オンライン授業をレベルアップする秘訣とは?「おひとりさま授業」のプロ・放送大学に聞く
従来は教室で講義を受けるのが一般的だった大学の授業も、新型コロナウイルスの感染拡大とともに大きく変化しています。Zoomなどのツールを活用したオンライン授業が導入され、緊急事態宣言発令中もこれまでと違う方式で授業が継続されました。
そんなオンライン授業ですが、この授業方式を2015年から導入しているのが「放送大学」です。もともと電波による遠隔授業を実施していたこともあり、他大学に先んじてインターネットを活用したオンライン授業の整備を進めてきました。コロナ第一波が到来した2020年度1学期の時点で、学部と大学院を合わせて61科目ものオンライン授業が用意されていました。
既存のテレビやラジオを活用した放送授業を含め、“おひとりさま授業のプロ”とも呼ぶべき放送大学。大学職員として情報部オンライン教育課に所属する、工藤元(くどうはじめ)課長と坂本達彦(さかもとたつひこ)さんの2名に、オンライン授業導入の経緯や授業のつくり方のコツを聞きました。
オンライン授業1本あたり2年かけて作成
オンライン授業の導入自体は2015年からでしたが、その準備は数年前から始めていました。
「それ以前も学内で構想があったのですが、オンライン授業の具体的な検討に入ったのは2013年。導入のきっかけは、国から幼稚園・保育園教育の一元化に関する授業の要請があり、対応する2科目を2015年度からオンライン化したことでした。本格的なオンライン授業の導入は2016年度からでしたね」(坂本さん)
しかし、放送大学がオンライン授業の着想を得たころに、日本の教育界で学校の授業をオンライン化する動きが本格化していたとは思えません。このような中で、放送大学はどこからその発想に至り、何を参考にして授業を設計したのでしょうか。

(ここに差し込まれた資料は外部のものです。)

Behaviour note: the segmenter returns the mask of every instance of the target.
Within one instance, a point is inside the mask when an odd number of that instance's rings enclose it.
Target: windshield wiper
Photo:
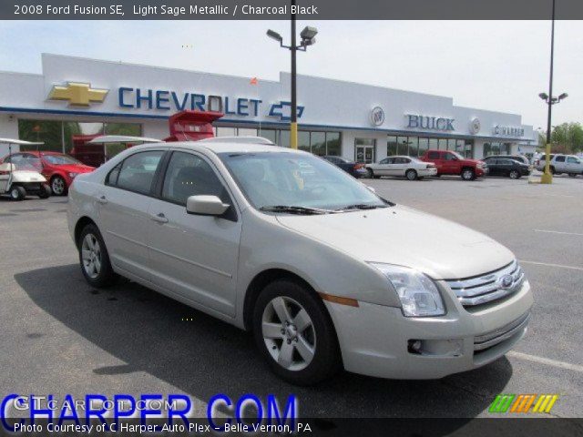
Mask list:
[[[340,208],[336,211],[345,211],[347,209],[376,209],[377,208],[387,208],[387,205],[370,205],[366,203],[357,203],[354,205],[348,205],[347,207]]]
[[[291,214],[330,214],[334,212],[332,209],[321,209],[319,208],[294,207],[292,205],[272,205],[260,208],[261,211],[268,212],[289,212]]]

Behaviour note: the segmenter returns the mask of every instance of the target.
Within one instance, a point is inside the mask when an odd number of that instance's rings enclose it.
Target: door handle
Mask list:
[[[163,212],[160,212],[159,214],[152,214],[151,218],[158,223],[168,223],[168,218]]]

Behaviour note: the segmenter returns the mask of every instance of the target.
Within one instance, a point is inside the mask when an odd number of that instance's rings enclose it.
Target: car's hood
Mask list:
[[[58,166],[59,170],[66,171],[68,173],[89,173],[95,170],[95,167],[89,167],[83,164],[64,164]]]
[[[406,207],[277,218],[360,260],[414,268],[435,279],[477,276],[514,259],[484,234]]]
[[[12,172],[13,182],[46,182],[43,175],[33,170],[15,170]]]

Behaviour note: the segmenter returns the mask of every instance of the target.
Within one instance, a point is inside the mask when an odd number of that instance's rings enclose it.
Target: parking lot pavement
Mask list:
[[[580,416],[583,178],[556,178],[550,186],[525,178],[364,182],[516,253],[536,299],[516,351],[439,381],[343,372],[317,387],[291,386],[266,370],[249,333],[133,283],[88,287],[67,233],[66,198],[0,199],[0,390],[61,398],[185,392],[200,416],[219,392],[293,393],[302,417],[328,418],[486,417],[501,392],[558,393],[552,414]]]

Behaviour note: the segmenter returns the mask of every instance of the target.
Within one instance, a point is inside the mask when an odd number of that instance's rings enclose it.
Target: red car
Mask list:
[[[46,178],[54,196],[66,195],[77,175],[95,170],[94,167],[86,166],[74,158],[58,152],[16,152],[11,157],[5,157],[2,162],[10,162],[11,159],[28,161]]]
[[[464,180],[474,180],[488,173],[484,161],[464,158],[452,150],[427,150],[420,159],[435,164],[437,176],[457,175]]]

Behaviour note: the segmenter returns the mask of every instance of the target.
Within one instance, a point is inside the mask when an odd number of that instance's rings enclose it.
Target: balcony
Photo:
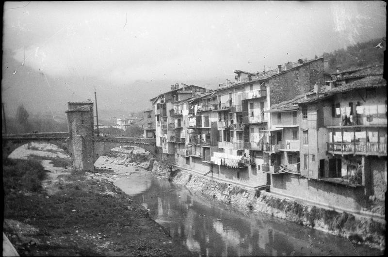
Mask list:
[[[188,148],[186,149],[186,155],[188,156],[192,156],[193,157],[197,157],[198,158],[202,158],[202,155],[200,152],[196,151],[192,148]]]
[[[256,151],[263,150],[263,144],[259,144],[256,142],[244,142],[244,148],[255,150]]]
[[[387,155],[387,143],[327,143],[327,152],[333,154]]]
[[[242,141],[233,142],[232,143],[233,149],[242,150],[244,149],[244,142]]]
[[[217,104],[216,104],[216,106]],[[207,112],[208,111],[213,111],[213,110],[214,110],[213,106],[214,104],[200,106],[198,107],[198,110],[197,111],[198,112]]]
[[[217,108],[214,109],[215,111],[217,111],[218,112],[223,111],[228,111],[229,110],[230,110],[230,105],[229,103],[229,102],[226,103],[221,103],[218,105]]]
[[[255,124],[267,122],[267,119],[264,114],[260,116],[243,116],[242,118],[242,123],[247,124]]]
[[[279,144],[275,144],[273,145],[266,144],[263,145],[263,151],[265,151],[266,152],[271,152],[272,153],[275,153],[278,152],[279,149],[280,149],[280,146],[281,145]]]
[[[265,173],[269,173],[270,174],[276,174],[277,173],[279,173],[279,165],[264,164],[261,166],[261,168],[263,172]]]
[[[248,92],[243,92],[242,100],[249,100],[267,96],[267,91],[265,90],[256,90]]]
[[[242,105],[239,104],[230,106],[231,112],[242,112]]]
[[[229,128],[230,126],[230,120],[222,120],[218,121],[218,128]]]
[[[176,112],[174,109],[170,110],[170,116],[177,116],[178,115],[182,115],[181,110],[177,110]]]
[[[234,123],[231,125],[229,127],[230,128],[230,131],[244,130],[244,126],[242,123]]]
[[[279,151],[297,152],[299,150],[300,141],[296,140],[286,140],[280,144]]]

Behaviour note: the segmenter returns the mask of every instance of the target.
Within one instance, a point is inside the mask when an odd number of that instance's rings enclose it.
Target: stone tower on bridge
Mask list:
[[[68,150],[76,170],[94,169],[94,131],[93,102],[68,102]]]

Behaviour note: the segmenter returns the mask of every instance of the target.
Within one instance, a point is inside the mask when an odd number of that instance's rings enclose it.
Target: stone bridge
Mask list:
[[[63,149],[73,161],[76,161],[74,151],[69,147],[69,139],[68,132],[3,135],[3,156],[8,157],[16,148],[29,143],[44,142],[52,144]],[[106,155],[112,148],[122,145],[138,146],[158,157],[160,151],[155,143],[155,140],[152,138],[93,137],[93,162],[94,163],[98,157]]]
[[[94,135],[92,102],[69,102],[66,112],[68,132],[3,135],[3,158],[16,148],[32,142],[55,145],[71,158],[75,170],[93,171],[94,162],[113,148],[121,145],[141,147],[158,158],[162,150],[154,139],[97,137]]]

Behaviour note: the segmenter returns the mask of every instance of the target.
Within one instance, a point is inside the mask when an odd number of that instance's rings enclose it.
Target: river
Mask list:
[[[150,217],[173,238],[179,238],[194,256],[382,254],[267,214],[233,209],[133,166],[118,174],[115,185],[142,203]]]

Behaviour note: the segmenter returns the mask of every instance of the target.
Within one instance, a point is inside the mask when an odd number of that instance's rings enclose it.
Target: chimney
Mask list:
[[[281,64],[278,65],[277,65],[277,74],[278,74],[279,73],[280,73],[281,72],[282,72],[282,65],[281,65]]]
[[[291,65],[291,63],[290,62],[286,64],[286,70],[288,70],[292,67],[292,66]]]
[[[318,95],[321,92],[321,85],[317,83],[317,82],[315,82],[315,84],[314,84],[314,93]]]

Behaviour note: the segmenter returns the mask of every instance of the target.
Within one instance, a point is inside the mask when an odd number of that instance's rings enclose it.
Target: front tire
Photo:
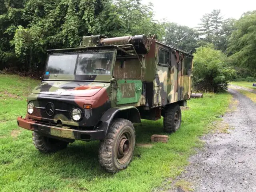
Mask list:
[[[135,145],[135,131],[132,122],[124,119],[114,120],[100,145],[100,165],[112,173],[125,169],[132,159]]]
[[[43,136],[36,132],[33,132],[33,143],[41,153],[54,152],[66,148],[68,143],[63,141]]]
[[[181,110],[178,104],[171,105],[164,109],[164,130],[168,133],[175,132],[180,127]]]

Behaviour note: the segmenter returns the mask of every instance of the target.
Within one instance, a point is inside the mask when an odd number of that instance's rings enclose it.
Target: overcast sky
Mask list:
[[[244,12],[256,10],[256,0],[142,0],[144,4],[154,4],[155,18],[194,27],[200,18],[213,9],[220,9],[224,18],[239,19]]]

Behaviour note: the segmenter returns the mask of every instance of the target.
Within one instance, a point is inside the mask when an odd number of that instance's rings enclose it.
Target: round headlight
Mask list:
[[[73,109],[71,112],[71,116],[75,121],[79,121],[82,118],[82,112],[78,108]]]
[[[34,105],[33,103],[29,102],[28,104],[28,112],[29,114],[32,114],[34,111]]]

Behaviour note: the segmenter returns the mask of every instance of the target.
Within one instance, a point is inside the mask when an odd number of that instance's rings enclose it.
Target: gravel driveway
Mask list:
[[[256,104],[233,89],[237,110],[223,117],[230,133],[204,136],[204,149],[189,160],[177,180],[192,183],[196,192],[256,192]],[[183,192],[173,186],[168,191]]]

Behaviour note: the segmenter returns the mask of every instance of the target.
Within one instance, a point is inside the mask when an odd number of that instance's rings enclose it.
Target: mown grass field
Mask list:
[[[156,190],[166,178],[174,178],[188,164],[199,139],[228,109],[227,93],[205,94],[188,102],[180,128],[168,143],[136,147],[132,162],[116,174],[98,162],[98,142],[76,142],[55,154],[41,154],[32,132],[18,128],[16,118],[26,113],[26,96],[39,82],[0,75],[0,191],[146,192]],[[137,143],[150,143],[162,134],[162,120],[136,125]]]
[[[240,86],[240,87],[243,87],[245,88],[249,88],[252,90],[256,90],[256,87],[252,86],[253,83],[256,83],[256,82],[246,82],[245,81],[233,81],[230,82],[230,84],[231,85]]]

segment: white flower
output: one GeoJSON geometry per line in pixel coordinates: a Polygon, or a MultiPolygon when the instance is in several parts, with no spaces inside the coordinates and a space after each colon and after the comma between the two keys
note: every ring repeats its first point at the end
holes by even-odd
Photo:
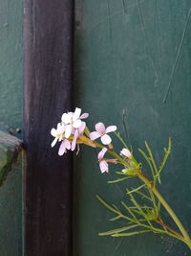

「テレビやラジオでの配信は『放送枠』があるため、授業時間を毎回キッチリ決める必要があります。また、本学が設置している全国の学習センターで開講する面接授業は、物理的に来所しなければいけない制約があります。その制約に適さない授業を配信する手段を検討したところ、オンライン化の発想に至りました。もともと遠隔で授業を届けるノウハウはあったので、配信の手法や学生の評価方法を変えれば環境に適応できるだろうと考えました」(坂本さん)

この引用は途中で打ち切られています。